Lors du premier salon africain 100% digital de la sécurité et la sûreté, organisé à Rabat du 19 au 21 Février 2019, nous avons rencontré Sophia Khaldane, chargée du développement des services de cyber-sécurité au sein d’Inwi, un des sponsors de l’événement. Interview.

La Vie Eco : Quel état de lieu faites-vous de la cybersécurité en ce qui concerne les entreprises marocaines ?
Sophia Khaldane : Aujourd’hui, les choses commencent à bouger. Les entreprises prennent de plus en plus conscience des enjeux de la cybersécurité. La sensibilisation y a participé. Mais, les patrons des entreprises ne savent pas par où commencer, comment définir leurs priorités, les étapes à suivre ainsi que les meilleures pratiques à adopter pour aborder la cybersécurité de la manière la plus optimale, sans engendrer des coûts importants.
Du point de vue de la réglementation, la direction générale de la sécurité des systèmes d’information a élaboré des décrets pour réglementer ce domaine autour duquel tout un écosystème est en train de se créer.
On constate également que même les services « providers », qui sont représentés par les intégrateurs ou les fournisseurs de services de sécurité managés, commencent à proposer des services pour accompagner les entreprises.
Quels sont les enjeux de la cybersécurité pour les entreprises qui ne sont pas encore sensibilisées ?

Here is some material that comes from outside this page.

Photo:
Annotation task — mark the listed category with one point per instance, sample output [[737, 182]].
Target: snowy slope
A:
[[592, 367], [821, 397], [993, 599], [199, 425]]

Quand nous pensons à une cyberattaque, les gens vont penser directement aux coûts qu’elle engendre. Si par exemple j’ai un site de vente en ligne qui va tomber en panne pour une heure, deux heures ou plusieurs jours, mon chiffre d’affaires en pâti.
Il y a aussi des coûts indirects. L’image de marque en prend un coup également. Aujourd’hui, une marque, qui est associée à un événement de cyberattaque perd toute sa crédibilité. Si un utilisateur d’une application bancaire, qui a l’habitude de faire des transactions bancaires en ligne, découvre que sa banque a été victime d’une cyberattaque, sa première réaction serait d’annuler la souscription.
A cela s’ajoute également les coûts de restauration. C’est à dire tout ce qu’il faut mettre en oeuvre pour remettre le service en place et redémarrer, notamment l’enquête à mener pour comprendre ce qui s’est réellement passé. Sans oublier les opportunités de business que peut rater l’entreprise pendant le temps de l’attaque.
Comment se comporte le marché de la cybersécurité au Maroc ?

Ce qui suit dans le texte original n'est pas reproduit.